An online study on privacy practices will be proposed to participant (onsite and remote) to allow feedback and open discussion.
The moderators will introduce key technical topics and will have questions prepared to engage the audience and invite discussion between experts and participants.
On May 25th, the General Data Protection Regulation came into force in the European Union, two years after its final adoption. Yet this does not mean the end of the road for developments in the field of privacy.
Indeed, the same month, the Council of Europe released the final version of the new version of Convention 108 on the processing of personal data. Many non-European countries have already ratified have already ratified Convention 108, and many others are taking steps to join them.
The potential expansion of (some) privacy rights to post-mortem data is getting more and more attention in countries such as the United States, with the Uniform Fiduciary Access to Digital Assets Act, or in countries such as France, Spain, Bulgaria or Hungary passing legislation on the matter. As people die on the Internet, this issue is going to get higher on the political agenda.
In the tech world, discussions are still alive around W3C’s Do Not Track specification, which has not yet reached the status of full recommendation. With the e-Privacy Regulation proposal, the EU is taking steps to grant legal protection to this standard, heralding a new era in relations between standards-setting organisations that are at the core of Internet governance, and public authorities.
ISO is also working on a set of standards that may now be recognised under the GDPR as labels.
But all of these instruments are only relevant if enforcement is carried out. Arguably, administrative fines of up to 4% of global turnover or 20 million euros was the single biggest novelty in the GDPR, compared to Directive 95/46. But more often than not, data protection authorities do not have the means to carry out systematic controls and sanctions, even where needed.
Art. 80 of the GDPR creates a legal ground across Europe collective redress mechanisms, empowering civil society, and especially NGO’s in the field of digital rights, to bring cases to the courts and to sue data controllers in breach with the GDPR for compensation. This often overlooked novelty can empower civil society organisations to have a greater role in the regulation of personal data. NOYB, E-Bastille, La Quadrature du Net’s class action are just a few examples of strategic litigation initiatives in Europe based on this new collective redress mechanism.
Our proposal does not aim at talking about the GDPR. Much has already been said about it. The better question is: from here, where do we go? While the principles of GDPR are now enshrined in law, many questions are still open regarding their implementation, their relationship with other legal regimes or with Internet standards, and the role of civil society. In short, our panel is about the future of privacy and the road ahead.
> Background papers :
Summary of the European Civil Society Workshop on Data Protection Litigation
Policy Brief of the European Civil Society Workshop on Data Protection Litigation
The online participation will be organized as a mirror of the onsite participation, with a dedicated moderator to ensure active participation and engage online participants. The remote moderator will be involved throughout the workshop to engage the online audience and integrate their views and questions in the discussion (Discussion, Q&A session...).
> During the e-opening,
the dedicated moderator will gather feedbacks from remote participants.
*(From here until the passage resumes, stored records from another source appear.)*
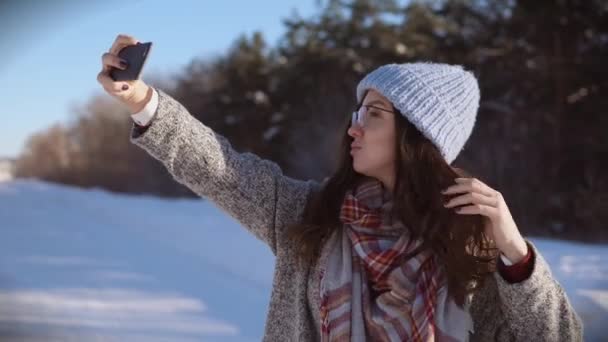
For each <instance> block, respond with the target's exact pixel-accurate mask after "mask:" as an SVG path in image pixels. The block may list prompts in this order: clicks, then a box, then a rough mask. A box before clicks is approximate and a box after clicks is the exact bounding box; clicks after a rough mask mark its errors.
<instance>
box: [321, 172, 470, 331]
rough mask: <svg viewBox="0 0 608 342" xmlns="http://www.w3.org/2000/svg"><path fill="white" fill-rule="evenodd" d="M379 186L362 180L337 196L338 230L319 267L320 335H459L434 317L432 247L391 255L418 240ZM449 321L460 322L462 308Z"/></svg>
mask: <svg viewBox="0 0 608 342" xmlns="http://www.w3.org/2000/svg"><path fill="white" fill-rule="evenodd" d="M382 191H383V189H382V184H381V183H380V182H378V181H376V180H370V181H368V182H365V183H363V184H362V185H360V186H359V187H357V189H356V192H355V193H353V192H349V193H347V194H346V196H345V198H344V201H343V204H342V207H341V211H340V220H341V221H342V223H343V224H344V226H345V229H344V230H343V231H344V234H345V236H342V237H337V238H336V242H335V247H334V248H332V249H331V250H330V251H331V252H330V253H331V254H330V255H329V258H328V261H327V263H328V264H327V265H326V266H327V267H325V268H324V269H323V270H322V272H321V279H320V281H321V283H320V286H321V291H320V293H321V340H322V341H358V340H361V341H363V340H373V341H435V340H441V341H457V340H462V339H463V338H460V337H459V338H456V337H453V336H451V335H450V333H451V332H449V331H443V330H442V327H440V326H438V325H437V324H436V314H437V313H438V312H437V310H439V311H440V312H439V314H444V312H443V311H444V310H445V311H446V312H447V311H448V310H447V309H445V308H446V307H447V306H448V305H450V304H449V303H447V302H448V301H447V298H446V295H445V289H444V288H443V287H445V277H444V275H443V273H442V268H440V267H438V265H437V263H436V260H435V258H434V257H433V255H432V254H431V253H430V252H421V253H419V254H418V255H416V256H414V257H412V258H411V259H410V260H407V261H404V262H400V260H399V256H400V255H402V254H403V253H408V252H410V251H412V250H413V249H414V248H416V247H417V246H418V245H419V243H420V242H419V241H413V240H412V239H410V237H409V234H407V229H405V227H404V226H403V225H401V224H400V223H399V222H393V220H392V219H391V216H390V214H391V208H392V202H391V201H389V200H386V199H385V198H384V197H383V193H382ZM340 241H341V242H340ZM442 288H443V291H441V290H442ZM440 291H441V292H440ZM439 293H440V294H441V297H440V298H439V297H438V294H439ZM450 311H451V312H452V314H454V313H456V315H460V314H462V315H464V314H465V313H464V312H458V311H455V310H454V309H453V308H450ZM461 318H462V319H461ZM443 321H448V319H442V322H443ZM455 321H456V322H459V323H460V322H463V324H461V325H464V322H467V320H466V319H465V318H464V316H463V317H456V320H455ZM452 322H453V321H452ZM465 330H466V329H465ZM465 332H466V333H467V334H466V336H468V331H465ZM463 334H464V333H463Z"/></svg>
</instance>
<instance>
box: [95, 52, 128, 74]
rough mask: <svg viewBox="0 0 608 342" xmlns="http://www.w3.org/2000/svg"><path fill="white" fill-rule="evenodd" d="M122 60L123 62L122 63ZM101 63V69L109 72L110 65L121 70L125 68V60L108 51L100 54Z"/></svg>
mask: <svg viewBox="0 0 608 342" xmlns="http://www.w3.org/2000/svg"><path fill="white" fill-rule="evenodd" d="M123 62H124V63H125V64H122V63H123ZM101 64H102V66H103V71H105V72H109V71H110V67H115V68H118V69H122V70H124V69H126V68H127V65H126V61H124V60H123V59H122V58H120V57H118V56H116V55H113V54H111V53H109V52H106V53H104V54H103V55H102V56H101Z"/></svg>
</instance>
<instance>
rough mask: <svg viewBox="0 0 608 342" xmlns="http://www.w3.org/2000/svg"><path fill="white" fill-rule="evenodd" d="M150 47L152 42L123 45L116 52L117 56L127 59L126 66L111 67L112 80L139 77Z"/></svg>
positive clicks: (130, 79) (148, 52)
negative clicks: (118, 67)
mask: <svg viewBox="0 0 608 342" xmlns="http://www.w3.org/2000/svg"><path fill="white" fill-rule="evenodd" d="M151 49H152V42H147V43H137V44H135V45H129V46H127V47H124V48H123V49H122V50H120V51H119V52H118V57H120V58H122V59H124V60H126V61H127V64H128V65H127V68H126V69H125V70H122V69H118V68H114V67H112V69H110V77H111V78H112V79H113V80H114V81H133V80H137V79H139V76H140V75H141V71H142V70H143V68H144V65H145V64H146V60H148V56H149V55H150V51H151Z"/></svg>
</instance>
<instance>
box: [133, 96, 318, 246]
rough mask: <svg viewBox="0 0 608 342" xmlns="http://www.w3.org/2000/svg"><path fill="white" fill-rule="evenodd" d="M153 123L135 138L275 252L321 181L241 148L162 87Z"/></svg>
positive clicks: (199, 195) (169, 167)
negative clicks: (182, 104) (233, 146)
mask: <svg viewBox="0 0 608 342" xmlns="http://www.w3.org/2000/svg"><path fill="white" fill-rule="evenodd" d="M154 90H155V91H157V92H158V107H157V108H156V111H155V113H154V116H153V119H152V121H151V122H150V124H149V126H148V127H146V128H145V129H140V128H138V127H136V126H135V125H134V126H133V127H132V130H131V137H130V139H131V142H132V143H134V144H135V145H137V146H139V147H141V148H142V149H144V150H145V151H147V152H148V153H149V154H150V155H151V156H153V157H154V158H156V159H157V160H159V161H160V162H161V163H162V164H163V165H164V166H165V167H166V168H167V170H168V171H169V173H170V174H171V175H172V176H173V178H174V179H175V180H176V181H177V182H179V183H181V184H184V185H185V186H187V187H188V188H189V189H191V190H192V191H193V192H195V193H196V194H198V195H199V196H202V197H205V198H207V199H209V200H211V201H212V202H213V203H215V204H216V205H217V206H219V207H220V208H221V209H222V210H223V211H225V212H227V213H228V214H229V215H231V216H232V217H234V218H235V219H237V220H238V221H239V222H240V223H241V224H242V225H243V226H244V227H245V228H246V229H247V230H249V231H250V232H251V233H253V235H255V236H256V237H257V238H259V239H260V240H262V241H263V242H265V243H266V244H267V245H268V246H269V247H270V249H271V250H272V252H273V253H274V254H275V255H276V251H277V248H279V247H280V246H278V245H279V244H280V243H282V241H283V238H284V230H285V228H286V226H288V225H290V224H292V223H295V222H296V221H297V220H299V219H300V218H301V214H302V212H303V209H304V207H305V205H306V202H307V199H308V197H309V194H310V193H311V191H312V190H314V188H315V187H318V183H317V182H316V181H313V180H309V181H302V180H296V179H292V178H290V177H287V176H285V175H283V173H282V171H281V169H280V167H279V166H278V165H277V164H276V163H274V162H271V161H269V160H264V159H261V158H259V157H258V156H257V155H255V154H252V153H248V152H247V153H239V152H236V151H235V150H234V149H233V148H232V147H231V144H230V143H229V142H228V140H227V139H226V138H225V137H223V136H221V135H219V134H217V133H215V132H214V131H213V130H212V129H211V128H209V127H207V126H205V125H204V124H203V123H201V122H200V121H198V120H197V119H196V118H194V117H193V116H192V115H190V113H189V112H188V110H187V109H186V108H185V107H184V106H183V105H182V104H181V103H179V102H178V101H177V100H175V99H174V98H172V97H171V96H170V95H168V94H166V93H165V92H163V91H162V90H160V89H156V88H155V89H154Z"/></svg>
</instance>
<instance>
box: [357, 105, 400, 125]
mask: <svg viewBox="0 0 608 342" xmlns="http://www.w3.org/2000/svg"><path fill="white" fill-rule="evenodd" d="M363 108H365V111H361V109H363ZM370 108H373V109H376V110H379V111H383V112H387V113H391V114H395V112H394V111H390V110H388V109H384V108H380V107H376V106H374V105H365V104H361V105H359V106H357V109H356V110H355V111H354V112H353V114H352V116H351V119H350V126H351V127H354V126H355V123H357V124H359V126H360V127H364V128H365V125H364V123H365V118H364V117H365V116H366V115H367V112H368V111H369V109H370Z"/></svg>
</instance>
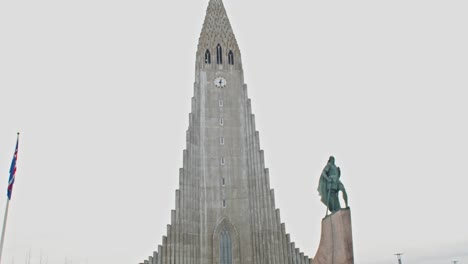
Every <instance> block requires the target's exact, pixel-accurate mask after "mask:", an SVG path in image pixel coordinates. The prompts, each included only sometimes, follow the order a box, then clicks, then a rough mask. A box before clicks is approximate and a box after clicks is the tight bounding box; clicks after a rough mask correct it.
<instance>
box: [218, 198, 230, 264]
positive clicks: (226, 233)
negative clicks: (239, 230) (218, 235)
mask: <svg viewBox="0 0 468 264" xmlns="http://www.w3.org/2000/svg"><path fill="white" fill-rule="evenodd" d="M225 202H226V201H225V200H223V204H224V205H226V204H225ZM224 207H225V206H224ZM219 260H220V262H219V263H220V264H232V243H231V236H229V232H228V231H227V230H226V229H224V230H223V231H221V234H220V239H219Z"/></svg>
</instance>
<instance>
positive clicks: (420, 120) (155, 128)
mask: <svg viewBox="0 0 468 264" xmlns="http://www.w3.org/2000/svg"><path fill="white" fill-rule="evenodd" d="M207 4H208V0H190V1H146V0H141V1H129V0H126V1H124V0H112V1H111V0H92V1H91V0H80V1H63V0H42V1H33V0H22V1H1V2H0V128H1V129H0V171H1V172H2V173H1V174H0V176H1V178H3V180H0V192H3V191H1V190H5V195H1V196H0V212H1V213H0V216H1V218H2V219H3V210H4V206H5V204H6V186H7V178H8V170H9V166H10V162H11V157H12V155H13V150H14V144H15V140H16V132H17V131H20V132H21V133H22V134H21V139H20V150H19V155H18V156H19V161H18V173H17V182H16V184H15V189H14V192H13V197H12V201H11V203H10V215H9V219H8V220H9V222H8V226H7V233H6V242H5V248H4V256H3V262H2V263H4V264H14V263H16V264H18V263H25V262H24V261H25V259H26V258H27V255H28V254H29V253H28V252H31V263H32V264H36V263H39V261H40V255H41V252H42V256H43V261H42V263H46V260H47V263H48V264H62V263H65V262H67V263H73V264H97V263H113V264H136V263H138V262H140V261H142V260H143V258H146V257H147V256H148V255H150V254H151V252H152V251H153V250H155V249H156V248H157V245H158V244H159V243H161V238H162V236H163V235H165V234H166V225H167V224H168V223H169V222H170V210H171V209H173V208H174V207H175V189H176V188H178V168H179V167H181V166H182V150H183V148H184V147H185V131H186V129H187V127H188V114H189V112H190V101H191V97H192V95H193V82H194V72H195V52H196V47H197V41H198V37H199V34H200V31H201V27H202V23H203V19H204V16H205V11H206V7H207ZM225 6H226V9H227V12H228V15H229V18H230V21H231V24H232V26H233V29H234V32H235V34H236V37H237V40H238V43H239V46H240V49H241V52H242V61H243V66H244V72H245V82H246V83H247V84H248V87H249V88H248V89H249V96H250V98H251V99H252V107H253V112H254V113H255V114H256V122H257V123H256V124H257V129H258V130H259V131H260V141H261V147H262V149H264V150H265V162H266V165H267V167H268V168H270V177H271V186H272V188H274V189H275V194H276V205H277V206H278V207H279V208H280V209H281V218H282V221H283V222H285V223H286V229H287V232H288V233H290V234H291V237H292V240H293V241H295V242H296V245H297V246H299V247H300V248H301V250H303V251H304V252H305V253H306V254H308V255H309V256H314V255H315V252H316V250H317V247H318V243H319V239H320V223H321V218H322V217H323V216H324V214H325V207H324V206H323V205H322V204H321V203H320V200H319V197H318V194H317V191H316V188H317V184H318V179H319V175H320V173H321V170H322V169H323V167H324V165H325V164H326V161H327V159H328V156H329V155H334V156H335V157H336V163H337V165H338V166H340V167H341V169H342V173H343V174H342V181H343V182H344V184H345V186H346V188H347V191H348V195H349V200H350V206H351V208H352V221H353V223H352V224H353V236H354V253H355V263H358V264H387V263H396V257H395V256H394V255H393V254H394V253H397V252H404V253H405V255H404V256H403V257H404V263H405V264H422V263H424V264H436V263H437V264H439V263H450V262H451V261H452V260H460V264H463V263H468V224H467V223H468V210H467V202H466V201H467V197H466V190H467V185H468V174H467V169H466V168H465V167H466V164H467V159H468V153H467V151H468V139H467V136H468V124H467V113H468V104H467V99H468V97H467V94H468V92H467V88H468V77H467V76H468V75H467V72H468V49H467V47H468V36H467V32H468V28H467V27H468V16H467V13H468V3H467V2H466V1H432V0H424V1H422V0H421V1H412V0H393V1H375V0H372V1H371V0H368V1H310V0H307V1H306V0H288V1H278V0H268V1H267V0H257V1H247V0H236V1H234V0H225Z"/></svg>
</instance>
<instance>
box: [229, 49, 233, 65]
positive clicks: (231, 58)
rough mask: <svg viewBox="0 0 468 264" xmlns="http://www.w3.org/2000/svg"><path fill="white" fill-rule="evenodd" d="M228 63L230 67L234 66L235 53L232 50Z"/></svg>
mask: <svg viewBox="0 0 468 264" xmlns="http://www.w3.org/2000/svg"><path fill="white" fill-rule="evenodd" d="M228 63H229V64H230V65H234V53H233V52H232V50H230V51H229V54H228Z"/></svg>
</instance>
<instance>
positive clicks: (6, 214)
mask: <svg viewBox="0 0 468 264" xmlns="http://www.w3.org/2000/svg"><path fill="white" fill-rule="evenodd" d="M8 207H10V199H7V206H6V208H5V216H4V218H3V229H2V241H1V242H0V263H2V253H3V242H4V241H5V229H6V221H7V217H8Z"/></svg>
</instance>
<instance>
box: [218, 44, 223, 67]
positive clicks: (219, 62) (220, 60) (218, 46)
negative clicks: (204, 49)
mask: <svg viewBox="0 0 468 264" xmlns="http://www.w3.org/2000/svg"><path fill="white" fill-rule="evenodd" d="M216 63H218V64H222V63H223V49H222V48H221V45H219V44H218V46H216Z"/></svg>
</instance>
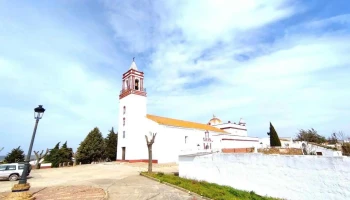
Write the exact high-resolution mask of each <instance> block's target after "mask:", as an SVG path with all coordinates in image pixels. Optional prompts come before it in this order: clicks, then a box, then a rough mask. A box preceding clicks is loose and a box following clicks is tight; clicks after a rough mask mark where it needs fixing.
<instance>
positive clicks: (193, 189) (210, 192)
mask: <svg viewBox="0 0 350 200" xmlns="http://www.w3.org/2000/svg"><path fill="white" fill-rule="evenodd" d="M141 174H144V175H146V176H151V177H153V178H156V179H158V180H159V181H160V182H161V183H162V182H167V183H170V184H172V185H176V186H179V187H181V188H184V189H186V190H189V191H191V192H194V193H197V194H199V195H202V196H204V197H208V198H210V199H216V200H277V198H272V197H264V196H260V195H257V194H255V192H254V191H251V192H248V191H242V190H237V189H234V188H232V187H229V186H221V185H218V184H215V183H208V182H206V181H197V180H191V179H185V178H181V177H178V176H175V175H172V174H164V173H148V172H142V173H141Z"/></svg>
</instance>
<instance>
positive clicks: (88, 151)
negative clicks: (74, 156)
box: [76, 127, 105, 164]
mask: <svg viewBox="0 0 350 200" xmlns="http://www.w3.org/2000/svg"><path fill="white" fill-rule="evenodd" d="M104 158H105V143H104V138H103V136H102V133H101V132H100V130H99V129H98V128H97V127H95V128H94V129H93V130H92V131H90V133H89V134H88V135H87V136H86V138H85V139H84V141H82V142H81V143H80V146H79V147H78V150H77V158H76V159H77V161H78V162H82V163H83V164H88V163H91V162H96V161H100V160H102V159H104Z"/></svg>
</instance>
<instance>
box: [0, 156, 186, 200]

Remote participant will be invited by each group facilitator to join the discussion.
Online participants will also be invited to directly participate to an online study on privacy practices. The link will be provided at the beginning of the session by the moderators.
> Also, for the conclusion, feedback from the online audience will be integrated, as well as their participation in the online study.
Before the event, co-organizers will promote the workshop to the wider community in order to give remote participants to join the session and to prepare questions.